The dilemma is not a new one. Appalachia has long been one of the most economically depressed areas in America. Moreover, income and employment have stubbornly lagged, despite the government's War on Poverty in the 1960s and the private-sector's roaring '90s. Currently, the region is home to roughly one-quarter of the nation's poorest counties, and jobless rates are more than triple the national average.

But even amid these gloomy statistics, there is cause for cautious optimism. Some of it surfaced this past weekend, when the Rev. Jesse Jackson led a march here to bring national attention to the region.

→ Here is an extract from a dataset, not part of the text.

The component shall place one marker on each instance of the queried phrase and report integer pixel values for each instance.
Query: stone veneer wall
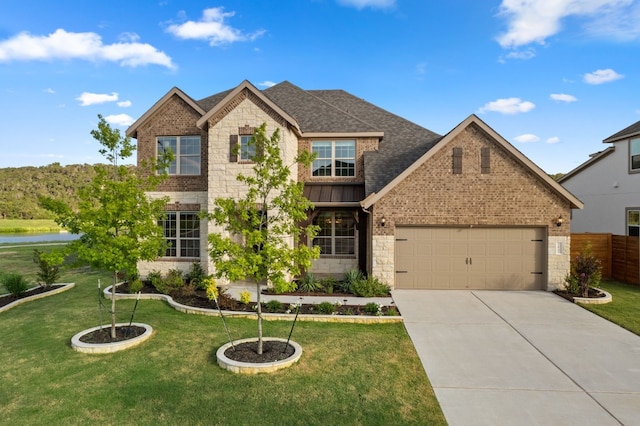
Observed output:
(510, 195)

Many say the mountains of dollars invested in Appalachia over the years - and a heightened emphasis on education - are helping the region reach beyond a history based wholly on the land, which yielded salt, coal, and timber. While much work lies ahead, residents hope a new entrepreneuring ethic, combined with the traditional ties to the land and community, will bring prosperity in the not-too-distant future.

"There's a positive feeling, but there's also a feeling that there's a long way to go," says Marsha Lewis of the Institute for Local Government and Rural Development in nearby Athens, Ohio.

The road ahead

Central Appalachia faces the longest road. Although the poverty rate across the region has been halved to 15 percent since 1965, some pockets have been left behind, with little chance for economic development. In parts of Tennessee, West Virginia, and southern Ohio, "most communities ... do not have sewer systems," says Russell Tippett, dean of the school of natural resources at Hocking College here.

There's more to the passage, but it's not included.